= LUARM =

Digital forensics engine

LUARM (Logging User Actions in Relational Mode) is an Open Source experimental live digital forensics engine that produces audit data that facilitate insider threat specification as well as user action computer forensic functionality for the Linux operating system. It is designed to log in detail user activities into a simple Relational Database Management System (RDBMS) schema. MySQL is used for the relational backend although the schema could be easily converted to PostgreSQL and other popular relational databases. LUARM is written in Perl and provides a near real-time snapshot of file access, process/program execution and network endpoint user activities organized in well-defined relational table formats. The purposes are:

- To assist system administrators and data security officers in the process of detecting and preventing external and internal threats to Linux based devices.

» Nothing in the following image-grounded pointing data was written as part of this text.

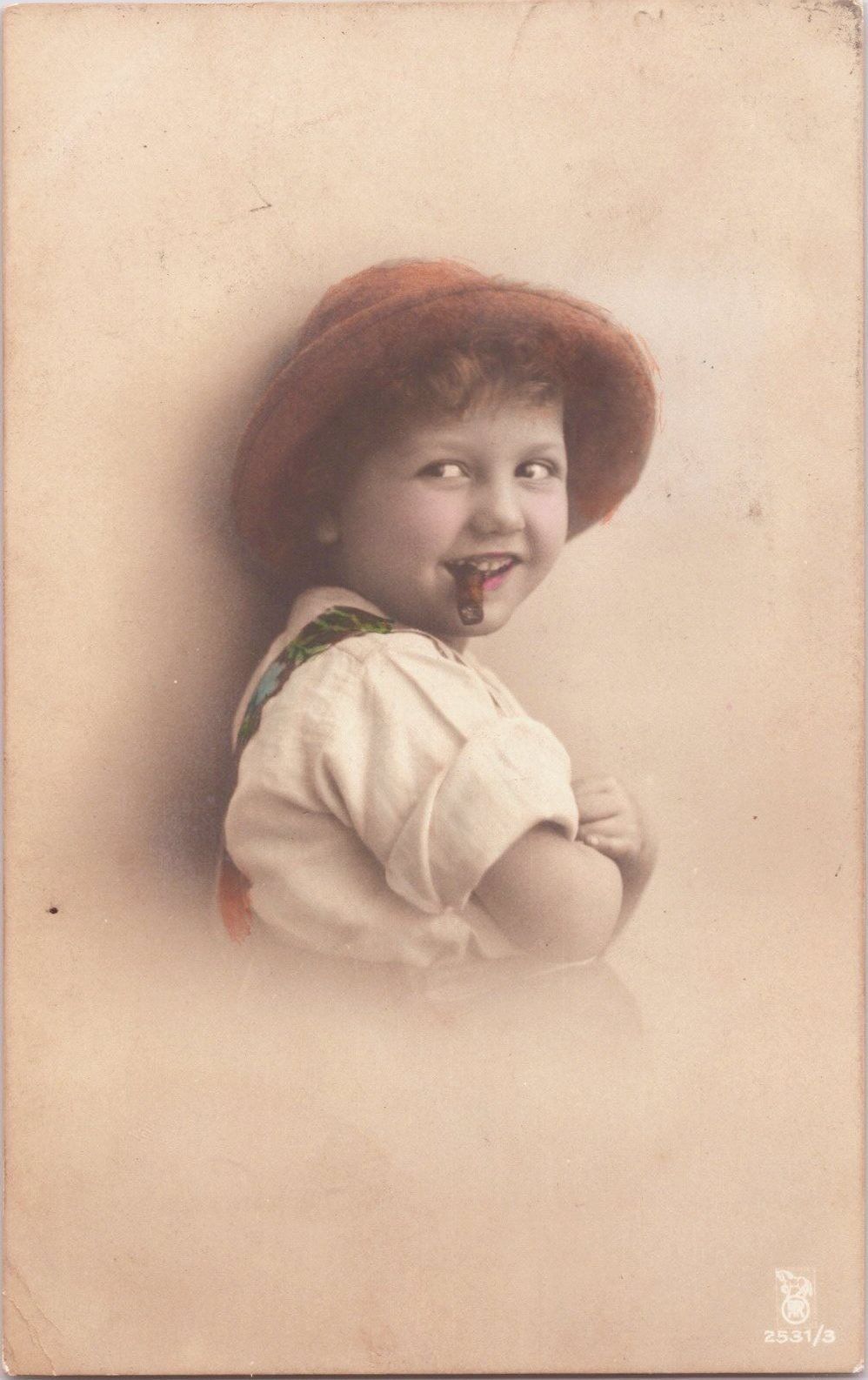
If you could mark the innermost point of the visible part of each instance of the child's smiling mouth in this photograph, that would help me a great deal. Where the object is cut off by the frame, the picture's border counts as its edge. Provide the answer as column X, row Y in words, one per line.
column 493, row 567
column 474, row 577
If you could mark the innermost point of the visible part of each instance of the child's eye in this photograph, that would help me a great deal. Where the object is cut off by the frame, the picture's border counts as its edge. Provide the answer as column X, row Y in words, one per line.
column 538, row 468
column 444, row 470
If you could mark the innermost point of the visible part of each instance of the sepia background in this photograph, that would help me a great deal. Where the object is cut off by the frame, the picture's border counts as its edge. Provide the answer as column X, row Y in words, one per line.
column 204, row 1172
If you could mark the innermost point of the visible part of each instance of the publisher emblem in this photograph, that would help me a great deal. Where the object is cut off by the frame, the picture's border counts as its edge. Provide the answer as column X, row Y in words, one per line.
column 797, row 1292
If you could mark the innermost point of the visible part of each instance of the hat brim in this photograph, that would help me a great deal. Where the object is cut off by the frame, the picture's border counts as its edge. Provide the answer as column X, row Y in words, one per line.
column 607, row 378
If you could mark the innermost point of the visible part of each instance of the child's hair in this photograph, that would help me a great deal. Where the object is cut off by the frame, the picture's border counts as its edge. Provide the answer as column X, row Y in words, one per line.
column 451, row 383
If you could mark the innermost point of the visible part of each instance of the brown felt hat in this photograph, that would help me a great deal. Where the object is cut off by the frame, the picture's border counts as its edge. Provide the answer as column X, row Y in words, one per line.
column 377, row 323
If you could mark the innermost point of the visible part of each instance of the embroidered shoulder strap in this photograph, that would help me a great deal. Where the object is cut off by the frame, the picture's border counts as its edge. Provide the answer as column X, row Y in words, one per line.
column 331, row 626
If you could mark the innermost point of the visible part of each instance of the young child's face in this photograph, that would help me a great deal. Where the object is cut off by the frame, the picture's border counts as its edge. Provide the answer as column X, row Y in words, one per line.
column 489, row 486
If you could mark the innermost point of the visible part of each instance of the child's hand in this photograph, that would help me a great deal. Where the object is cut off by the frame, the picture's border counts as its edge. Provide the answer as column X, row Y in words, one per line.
column 611, row 820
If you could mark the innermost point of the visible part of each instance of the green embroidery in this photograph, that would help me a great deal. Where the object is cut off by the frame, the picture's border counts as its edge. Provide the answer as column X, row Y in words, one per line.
column 317, row 635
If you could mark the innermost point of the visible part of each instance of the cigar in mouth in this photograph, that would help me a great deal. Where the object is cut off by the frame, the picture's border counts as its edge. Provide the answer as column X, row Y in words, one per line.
column 468, row 591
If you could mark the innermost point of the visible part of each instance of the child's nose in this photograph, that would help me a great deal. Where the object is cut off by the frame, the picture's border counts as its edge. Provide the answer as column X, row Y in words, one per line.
column 498, row 510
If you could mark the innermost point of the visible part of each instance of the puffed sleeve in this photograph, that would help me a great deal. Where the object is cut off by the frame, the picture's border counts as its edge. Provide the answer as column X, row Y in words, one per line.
column 434, row 777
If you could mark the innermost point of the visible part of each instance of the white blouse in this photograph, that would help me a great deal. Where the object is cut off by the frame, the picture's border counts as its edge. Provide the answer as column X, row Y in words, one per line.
column 385, row 779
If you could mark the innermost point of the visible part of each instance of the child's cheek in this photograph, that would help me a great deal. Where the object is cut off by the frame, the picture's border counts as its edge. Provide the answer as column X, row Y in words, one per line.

- To provide a well defined easy-to-parse audit record structure, as well as scalable and reliable storage for the logged data.

- Since the logged data are stored away from the monitored linux devices, LUARM can act as a valuable complement to existing data forensic investigation tools. This is because it is immune to the “observer effect” and the dangers of “static” forensic analysis: dynamic information about file, network and process activity is not lost and examining/logging data does not affect the source media state).

LUARM is being developed by Georgios Magklaras at Steelcyber Scientific, an IT consultancy specializing in information security and scientific computing. It is part of a wider Insider Misuse research effort targeting insider misuse threat specification.